Multi-query attention (MQA), which only uses a single key-value head, drastically speeds up decoder inference. However, MQA can lead to quality degradation, and moreover it may not be desirable to train a separate model just for faster inference. We (1) propose a recipe for uptraining existing multi-head language model checkpoints into models with MQA using 5% of original pre-training compute, and (2) introduce grouped-query attention (GQA), a generalization of multi-query attention which uses an intermediate (more than one, less than number of query heads) number of key-value heads. We show that uptrained GQA achieves quality close to multi-head attention with comparable speed to MQA.

1. Introduction

Autoregressive decoder inference is a severe bottleneck for Transformer models due to the memory bandwidth overhead from loading decoder weights and all attention keys and values at every decoding step ([1, 2, 3]). The memory bandwidth from loading keys and values can be sharply reduced through multi-query attention ([1]), which uses multiple query heads but single key and value heads.

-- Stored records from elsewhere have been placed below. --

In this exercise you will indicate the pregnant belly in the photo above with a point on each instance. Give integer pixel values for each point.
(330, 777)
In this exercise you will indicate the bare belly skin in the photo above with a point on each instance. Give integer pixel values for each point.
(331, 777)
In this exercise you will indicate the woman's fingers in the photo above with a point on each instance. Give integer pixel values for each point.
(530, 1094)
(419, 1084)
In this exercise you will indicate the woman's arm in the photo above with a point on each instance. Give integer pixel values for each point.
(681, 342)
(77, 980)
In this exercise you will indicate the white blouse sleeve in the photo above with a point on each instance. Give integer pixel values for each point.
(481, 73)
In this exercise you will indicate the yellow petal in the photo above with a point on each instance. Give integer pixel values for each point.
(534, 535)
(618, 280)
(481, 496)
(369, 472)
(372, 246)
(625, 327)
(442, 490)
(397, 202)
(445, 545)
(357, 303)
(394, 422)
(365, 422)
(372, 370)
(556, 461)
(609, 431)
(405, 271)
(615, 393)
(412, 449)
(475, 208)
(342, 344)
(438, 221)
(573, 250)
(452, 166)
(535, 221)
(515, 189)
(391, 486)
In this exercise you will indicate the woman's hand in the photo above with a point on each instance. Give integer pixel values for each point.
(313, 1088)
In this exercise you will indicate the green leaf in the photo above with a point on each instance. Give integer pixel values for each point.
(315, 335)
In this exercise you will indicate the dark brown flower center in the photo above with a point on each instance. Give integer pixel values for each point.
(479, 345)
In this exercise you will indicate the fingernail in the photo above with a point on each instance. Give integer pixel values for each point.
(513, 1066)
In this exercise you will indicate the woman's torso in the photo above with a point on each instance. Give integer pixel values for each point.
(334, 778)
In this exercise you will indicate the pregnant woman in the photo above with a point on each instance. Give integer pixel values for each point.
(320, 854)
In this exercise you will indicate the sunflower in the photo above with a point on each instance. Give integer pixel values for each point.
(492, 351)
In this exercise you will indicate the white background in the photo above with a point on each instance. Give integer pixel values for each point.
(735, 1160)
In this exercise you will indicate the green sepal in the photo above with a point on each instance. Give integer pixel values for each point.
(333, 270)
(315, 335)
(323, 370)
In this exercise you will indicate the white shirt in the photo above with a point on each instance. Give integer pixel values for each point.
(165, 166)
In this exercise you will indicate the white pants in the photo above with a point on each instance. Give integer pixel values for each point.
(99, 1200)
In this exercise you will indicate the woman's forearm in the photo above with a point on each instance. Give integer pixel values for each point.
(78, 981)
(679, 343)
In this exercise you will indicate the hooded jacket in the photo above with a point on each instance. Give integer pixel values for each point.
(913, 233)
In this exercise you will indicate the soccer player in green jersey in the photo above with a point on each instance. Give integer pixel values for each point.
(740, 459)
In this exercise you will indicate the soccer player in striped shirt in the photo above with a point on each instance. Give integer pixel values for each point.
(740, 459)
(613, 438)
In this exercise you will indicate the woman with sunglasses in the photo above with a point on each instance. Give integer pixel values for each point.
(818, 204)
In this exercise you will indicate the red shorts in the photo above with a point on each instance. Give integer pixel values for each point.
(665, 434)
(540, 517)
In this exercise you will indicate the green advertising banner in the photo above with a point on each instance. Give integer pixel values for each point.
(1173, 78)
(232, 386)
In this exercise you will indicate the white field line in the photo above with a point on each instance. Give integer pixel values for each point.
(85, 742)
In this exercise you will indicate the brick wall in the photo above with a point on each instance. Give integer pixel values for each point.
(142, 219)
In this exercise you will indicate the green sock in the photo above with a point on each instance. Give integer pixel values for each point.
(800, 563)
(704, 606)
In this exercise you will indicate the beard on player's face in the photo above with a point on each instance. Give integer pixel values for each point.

However, multi-query attention ($\textsc{MQA}$) can lead to quality degradation and training instability, and it may not be feasible to train separate models optimized for quality and inference. Moreover, while some language models already use multi-query attention, such as PaLM ([4]), many do not, including publicly available language models such as T5 ([5]) and LLaMA ([6]).

This work contains two contributions for faster inference with large language models. First, we show that language model checkpoints with multi-head attention ($\textsc{MHA}$) can be uptrained ([7]) to use $\textsc{MQA}$ with a small fraction of original training compute. This presents a cost-effective method to obtain fast multi-query as well as high-quality $\textsc{MHA}$ checkpoints.

Second, we propose grouped-query attention ($\textsc{GQA}$), an interpolation between multi-head and multi-query attention with single key and value heads per subgroup of query heads. We show that uptrained $\textsc{GQA}$ achieves quality close to multi-head attention while being almost as fast as multi-query attention.

2. Method

2.1 Uptraining

Generating a multi-query model from a multi-head model takes place in two steps: first, converting the checkpoint, and second, additional pre-training to allow the model to adapt to its new structure. Figure 1 shows the process for converting a multi-head checkpoint into a multi-query checkpoint. The projection matrices for key and value heads are mean pooled into single projection matrices, which we find works better than selecting a single key and value head or randomly initializing new key and value heads from scratch.

**Figure 1:** Overview of conversion from multi-head to multi-query attention. Key and value projection matrices from all heads are mean pooled into a single head.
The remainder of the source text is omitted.